Or l’analytique a clairement établi que les maximes de la vertu et celles du bonheur individuel sont, quant à leur principe pratique suprême, entièrement différentes, et que ces deux choses, loin de s’accorder, quoiqu’elles appartiennent toutes deux au souverain bien, qu’elles concourent également à rendre possible, se limitent et se combattent dans le même sujet. Ainsi la question de savoir comment le souverain bien est pratiquement possible est encore un problème à résoudre, malgré tous les essais de conciliation[2] tentés jusqu’ici.
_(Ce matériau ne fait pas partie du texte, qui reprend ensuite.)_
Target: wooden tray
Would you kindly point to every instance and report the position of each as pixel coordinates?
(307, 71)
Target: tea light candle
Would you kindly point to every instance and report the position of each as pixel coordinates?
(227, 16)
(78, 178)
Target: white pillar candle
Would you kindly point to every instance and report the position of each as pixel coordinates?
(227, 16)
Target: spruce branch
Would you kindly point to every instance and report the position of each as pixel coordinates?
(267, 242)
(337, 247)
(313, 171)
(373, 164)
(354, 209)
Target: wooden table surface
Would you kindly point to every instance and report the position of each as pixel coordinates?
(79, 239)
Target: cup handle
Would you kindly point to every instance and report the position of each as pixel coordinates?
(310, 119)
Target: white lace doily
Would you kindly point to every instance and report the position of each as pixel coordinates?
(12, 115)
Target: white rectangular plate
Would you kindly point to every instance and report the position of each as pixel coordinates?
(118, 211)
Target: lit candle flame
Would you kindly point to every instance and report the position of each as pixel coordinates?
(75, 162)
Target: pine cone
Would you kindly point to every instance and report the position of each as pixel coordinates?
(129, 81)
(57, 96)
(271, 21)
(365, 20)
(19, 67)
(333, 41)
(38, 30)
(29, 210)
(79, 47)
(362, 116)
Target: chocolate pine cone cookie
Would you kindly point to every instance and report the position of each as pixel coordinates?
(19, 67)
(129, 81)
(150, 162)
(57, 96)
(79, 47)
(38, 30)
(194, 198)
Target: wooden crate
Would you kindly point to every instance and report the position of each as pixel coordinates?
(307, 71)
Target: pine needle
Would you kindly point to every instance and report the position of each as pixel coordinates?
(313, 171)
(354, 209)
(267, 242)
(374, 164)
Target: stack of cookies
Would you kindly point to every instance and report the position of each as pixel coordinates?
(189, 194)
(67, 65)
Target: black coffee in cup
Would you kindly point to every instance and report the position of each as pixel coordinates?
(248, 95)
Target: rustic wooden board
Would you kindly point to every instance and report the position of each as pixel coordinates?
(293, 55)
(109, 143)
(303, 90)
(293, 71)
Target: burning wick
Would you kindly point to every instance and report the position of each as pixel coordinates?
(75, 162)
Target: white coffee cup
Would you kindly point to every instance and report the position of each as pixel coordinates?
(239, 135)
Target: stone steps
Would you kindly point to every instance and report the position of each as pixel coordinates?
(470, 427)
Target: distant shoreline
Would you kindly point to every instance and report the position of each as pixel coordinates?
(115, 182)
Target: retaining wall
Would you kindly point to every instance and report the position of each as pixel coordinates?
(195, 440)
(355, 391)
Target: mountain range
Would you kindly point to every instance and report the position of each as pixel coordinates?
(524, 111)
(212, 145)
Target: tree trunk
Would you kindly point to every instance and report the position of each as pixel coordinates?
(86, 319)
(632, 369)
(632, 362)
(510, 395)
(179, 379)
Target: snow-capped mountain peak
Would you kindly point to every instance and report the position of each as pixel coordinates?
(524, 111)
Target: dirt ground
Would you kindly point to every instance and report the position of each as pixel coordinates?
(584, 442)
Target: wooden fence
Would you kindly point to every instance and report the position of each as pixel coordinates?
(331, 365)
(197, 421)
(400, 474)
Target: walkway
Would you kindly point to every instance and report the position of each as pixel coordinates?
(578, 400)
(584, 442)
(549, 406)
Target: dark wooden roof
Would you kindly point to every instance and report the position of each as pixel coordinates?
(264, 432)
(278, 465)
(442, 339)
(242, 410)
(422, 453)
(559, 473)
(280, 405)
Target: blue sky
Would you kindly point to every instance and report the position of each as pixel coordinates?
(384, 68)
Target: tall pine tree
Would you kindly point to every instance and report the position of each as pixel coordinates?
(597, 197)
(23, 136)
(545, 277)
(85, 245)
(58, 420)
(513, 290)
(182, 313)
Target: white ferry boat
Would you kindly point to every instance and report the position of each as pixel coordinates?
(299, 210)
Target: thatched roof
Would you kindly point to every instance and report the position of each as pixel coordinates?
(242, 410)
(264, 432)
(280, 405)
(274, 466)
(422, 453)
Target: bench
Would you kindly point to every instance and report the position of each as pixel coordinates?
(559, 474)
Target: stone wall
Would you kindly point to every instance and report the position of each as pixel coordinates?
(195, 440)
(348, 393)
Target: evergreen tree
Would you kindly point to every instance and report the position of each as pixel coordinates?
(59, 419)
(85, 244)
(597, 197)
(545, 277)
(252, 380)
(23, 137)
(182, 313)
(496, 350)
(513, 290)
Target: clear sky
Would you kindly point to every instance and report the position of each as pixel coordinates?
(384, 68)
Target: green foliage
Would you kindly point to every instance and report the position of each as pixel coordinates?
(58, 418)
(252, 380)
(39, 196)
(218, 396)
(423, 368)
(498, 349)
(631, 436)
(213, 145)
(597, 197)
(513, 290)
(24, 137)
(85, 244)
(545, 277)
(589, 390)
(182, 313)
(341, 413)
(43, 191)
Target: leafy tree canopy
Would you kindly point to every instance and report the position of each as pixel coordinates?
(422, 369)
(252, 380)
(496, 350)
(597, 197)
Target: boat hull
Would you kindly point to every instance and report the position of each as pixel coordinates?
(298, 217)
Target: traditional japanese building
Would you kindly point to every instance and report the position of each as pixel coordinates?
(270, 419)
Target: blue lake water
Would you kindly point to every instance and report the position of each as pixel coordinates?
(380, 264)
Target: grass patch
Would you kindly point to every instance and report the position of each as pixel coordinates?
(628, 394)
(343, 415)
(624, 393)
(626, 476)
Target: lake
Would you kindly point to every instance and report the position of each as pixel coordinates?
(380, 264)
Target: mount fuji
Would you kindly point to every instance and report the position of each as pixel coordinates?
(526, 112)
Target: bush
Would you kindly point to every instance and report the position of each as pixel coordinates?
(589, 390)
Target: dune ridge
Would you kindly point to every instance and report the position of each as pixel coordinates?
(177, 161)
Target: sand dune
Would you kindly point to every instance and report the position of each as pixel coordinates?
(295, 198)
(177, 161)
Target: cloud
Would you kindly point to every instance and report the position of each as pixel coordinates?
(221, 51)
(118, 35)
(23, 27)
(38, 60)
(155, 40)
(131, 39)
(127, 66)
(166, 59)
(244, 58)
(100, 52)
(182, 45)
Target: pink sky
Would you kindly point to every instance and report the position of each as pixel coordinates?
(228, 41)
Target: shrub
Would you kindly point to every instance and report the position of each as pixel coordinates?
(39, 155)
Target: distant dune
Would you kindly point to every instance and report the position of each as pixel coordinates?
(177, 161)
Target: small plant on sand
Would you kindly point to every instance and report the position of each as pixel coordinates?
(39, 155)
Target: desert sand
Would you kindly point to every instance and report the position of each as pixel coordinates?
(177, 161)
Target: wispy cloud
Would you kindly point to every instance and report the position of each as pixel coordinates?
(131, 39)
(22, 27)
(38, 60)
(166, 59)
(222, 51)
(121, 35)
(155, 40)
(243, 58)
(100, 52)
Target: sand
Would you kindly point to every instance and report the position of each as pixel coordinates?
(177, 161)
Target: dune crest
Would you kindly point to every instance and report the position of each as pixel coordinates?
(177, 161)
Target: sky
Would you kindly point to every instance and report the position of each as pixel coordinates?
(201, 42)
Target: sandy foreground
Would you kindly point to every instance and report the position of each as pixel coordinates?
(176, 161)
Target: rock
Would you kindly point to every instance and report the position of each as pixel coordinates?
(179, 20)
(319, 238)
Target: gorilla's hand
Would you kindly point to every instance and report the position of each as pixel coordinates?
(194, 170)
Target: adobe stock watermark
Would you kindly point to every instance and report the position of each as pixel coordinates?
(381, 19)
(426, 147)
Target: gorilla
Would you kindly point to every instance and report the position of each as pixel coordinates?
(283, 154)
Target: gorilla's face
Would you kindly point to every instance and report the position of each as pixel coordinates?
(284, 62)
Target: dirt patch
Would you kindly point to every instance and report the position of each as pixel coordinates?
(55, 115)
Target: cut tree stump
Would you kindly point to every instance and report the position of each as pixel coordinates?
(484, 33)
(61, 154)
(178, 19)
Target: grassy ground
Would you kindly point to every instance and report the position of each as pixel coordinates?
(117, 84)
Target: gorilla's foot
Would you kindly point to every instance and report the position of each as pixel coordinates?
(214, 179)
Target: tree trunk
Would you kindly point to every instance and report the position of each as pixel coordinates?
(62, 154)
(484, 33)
Mais l’analytique nous a indiqué ce qui en rend la solution difficile : c’est que le bonheur et la moralité sont deux éléments du souverain bien spécifiquement distincts, et, que, par conséquent, leur union ne peut pas être connue analytiquement (comme si celui qui cherche son bonheur se trouvait vertueux par cela même qu’il aurait conscience d’agir conformément à cette idée, ou comme si celui qui pratique la vertu se trouvait déjà heureux ipso facto par la conscience même de sa conduite), mais qu’elle forme une synthèse. Et, puisqu’elle est regardée comme nécessaire a priori, c’est-à-dire pratiquement, et, par conséquent, comme ne dérivant pas de l’expérience et qu’ainsi la possibilité du souverain bien ne repose pas sur des principes empiriques, la déduction de ce concept doit être transcendentale. Il est nécessaire a priori (moralement) de produire le souverain bien par la liberté de la volonté ; par conséquent, la condition de la possibilité du souverain bien ne doit reposer que sur des principes a priori de la connaissance.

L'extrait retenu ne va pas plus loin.